I'm using i5 9400F 2.9GHz BCLK with MSI Z390 MPG Gaming Plus mobo engaged with 32Gb ram 3200MHz.
Planning to run at 4.0 GHz with 32GB ram at 3000MHz. can you please show me the full set up, that I have to do in the BIOS OC setting.

Really dumb to say...
I have set up earlier
CPU Ratio: 41
Ring Ratio:39
CPU Base Clock:102.27MHz
DRAM Frequency:3000MHz

Result:
CPU temp:45%
Mobo temp:43%
CPU Speed:4.08GHz
DDR Speed:3000MHz

Stress Test: 1 hour:
CPU temp:67%
Mobo temp:56%
CPU Speed:4.1GHz

Task Manager:
CPU:35%
MEMORY:48%
(only open Google Chrome)

No lagging. But if open 3 hard software(Autodesk Revit, Autocad, C3D) that uses 4 cores. the CPU usage reaches 90%!. Please guide me what should I do in this matter.


Please attached here with a full snapshot of the BIOS OC screen with the settings.


----------



## sam_86314 (Oct 22, 2019)

Your CPU and memory usage look very high for just having Chrome open. My laptop has an i5 6500T (2.5 to 3GHz) and 12GB of DDR4-2133, and just sitting with Chrome open, CPU usage is hovering around 19% and memory usage is around 25% (3GB). 

Maybe something on your system is hogging resources?


----------



## FreedomEclipse (Oct 22, 2019)

The 9400F is multiplier locked so cant be overclocked but it should in theory turbo to 4.1Ghz.

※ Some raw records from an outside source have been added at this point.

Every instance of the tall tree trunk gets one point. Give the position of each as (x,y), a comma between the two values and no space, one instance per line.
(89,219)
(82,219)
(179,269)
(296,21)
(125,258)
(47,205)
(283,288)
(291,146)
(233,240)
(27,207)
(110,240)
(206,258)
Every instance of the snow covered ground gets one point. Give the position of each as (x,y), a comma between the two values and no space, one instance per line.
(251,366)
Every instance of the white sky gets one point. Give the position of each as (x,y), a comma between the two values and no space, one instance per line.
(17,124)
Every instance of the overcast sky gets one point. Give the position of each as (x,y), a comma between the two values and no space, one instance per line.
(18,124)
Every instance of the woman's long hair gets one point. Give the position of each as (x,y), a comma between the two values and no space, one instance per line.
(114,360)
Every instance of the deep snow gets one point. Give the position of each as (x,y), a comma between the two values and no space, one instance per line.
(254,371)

THe CPU frenquency will go up and down based on CPU loads and temperatures. If youre not reaching maximum boost clocks, check your temperatures.


----------



## SARWIN (Oct 23, 2019)

This is my current setting





Now its work properly all core run at 3.9GHz ram reading at 2933MHz!!


----------